Representantes da sociedade civil que atuam na área se queixam, no entanto, da insuficiência das verbas tradicionalmente destinadas aos programas. De acordo com Mônica Silam, que atua no PPCAAM no Ceará, no caso de proteção de crianças e adolescentes, a demanda é ainda maior.

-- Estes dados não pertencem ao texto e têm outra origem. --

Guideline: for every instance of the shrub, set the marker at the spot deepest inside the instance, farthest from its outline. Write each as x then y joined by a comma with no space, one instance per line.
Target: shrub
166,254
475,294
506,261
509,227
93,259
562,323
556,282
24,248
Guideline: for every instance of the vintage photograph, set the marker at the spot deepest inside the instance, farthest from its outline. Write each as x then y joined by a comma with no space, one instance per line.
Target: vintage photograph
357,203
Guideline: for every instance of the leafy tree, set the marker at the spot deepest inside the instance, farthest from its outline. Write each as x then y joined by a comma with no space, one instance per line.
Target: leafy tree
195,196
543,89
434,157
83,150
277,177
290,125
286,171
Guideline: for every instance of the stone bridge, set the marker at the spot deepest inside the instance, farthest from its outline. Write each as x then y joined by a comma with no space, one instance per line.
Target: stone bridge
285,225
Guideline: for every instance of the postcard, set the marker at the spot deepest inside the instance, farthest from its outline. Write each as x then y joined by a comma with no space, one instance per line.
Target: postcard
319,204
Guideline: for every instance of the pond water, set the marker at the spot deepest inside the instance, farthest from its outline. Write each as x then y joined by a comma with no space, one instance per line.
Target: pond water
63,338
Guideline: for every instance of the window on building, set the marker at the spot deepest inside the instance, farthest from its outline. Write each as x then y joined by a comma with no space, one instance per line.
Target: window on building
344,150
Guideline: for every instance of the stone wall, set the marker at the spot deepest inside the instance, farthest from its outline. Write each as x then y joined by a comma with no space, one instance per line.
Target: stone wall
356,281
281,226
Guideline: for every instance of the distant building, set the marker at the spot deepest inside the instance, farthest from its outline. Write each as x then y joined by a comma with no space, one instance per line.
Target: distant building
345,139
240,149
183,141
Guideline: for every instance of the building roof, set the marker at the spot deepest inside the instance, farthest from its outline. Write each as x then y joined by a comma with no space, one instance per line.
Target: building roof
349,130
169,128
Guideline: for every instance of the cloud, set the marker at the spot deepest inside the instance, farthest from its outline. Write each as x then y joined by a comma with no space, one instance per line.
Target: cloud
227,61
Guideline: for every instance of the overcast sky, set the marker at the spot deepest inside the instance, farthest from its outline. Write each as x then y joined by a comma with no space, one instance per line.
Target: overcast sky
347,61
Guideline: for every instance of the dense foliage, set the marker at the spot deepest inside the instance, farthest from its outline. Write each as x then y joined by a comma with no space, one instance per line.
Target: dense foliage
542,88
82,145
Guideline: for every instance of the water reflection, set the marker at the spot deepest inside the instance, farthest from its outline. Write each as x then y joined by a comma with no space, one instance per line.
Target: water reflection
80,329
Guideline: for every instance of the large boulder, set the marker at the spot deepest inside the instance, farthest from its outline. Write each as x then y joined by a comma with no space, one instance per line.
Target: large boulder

“O Programa hoje alcança 13 estados, com uma média de 900 pessoas em proteção, ao todo, porque a média é de cerca de quatro membros da família que também precisam ser atendidos quando uma nova criança passa a ficar sob proteção. (…) O problema orçamentário é recorrente, todo ano tem uma nova disputa e nós precisamos voltar sempre pro mesmo lugar, no sentido de ficar pelo menos no patamar do ano anterior, o que não é certo, porque os custos das coisas aumentam todo ano. Precisamos equilibrar os salários dos profissionais e cuidar das pessoas atendidas. Temos casos de famílias que abandonam tudo que têm pra não correrem o risco de morrer, e aí o Programa precisa arcar com tudo delas, como roupas e gás de cozinha, por exemplo”, explicou Mônica Silam.
O governo
O ministro da Justiça, Alexandre de Moraes, foi convidado pela Comissão, mas não compareceu à audiência. Diante das críticas que foram feitas pelas entidades com relação à manutenção dos programas, a representante do Ministério, Karolina de Castro, disse que o Departamento de Defesa dos Direitos Humanos pretende reforçar o diálogo com os diversos segmentos.
“Todos nós seguimos no mesmo caminho, que é o fortalecimento dos três programas, e nós nos colocamos à disposição para seguir nesse diálogo. (…) Seguimos à disposição da Comissão para prestar esclarecimentos, trazer os nossos números e colaborar com a argumentação para pedir verbas”, afirmou.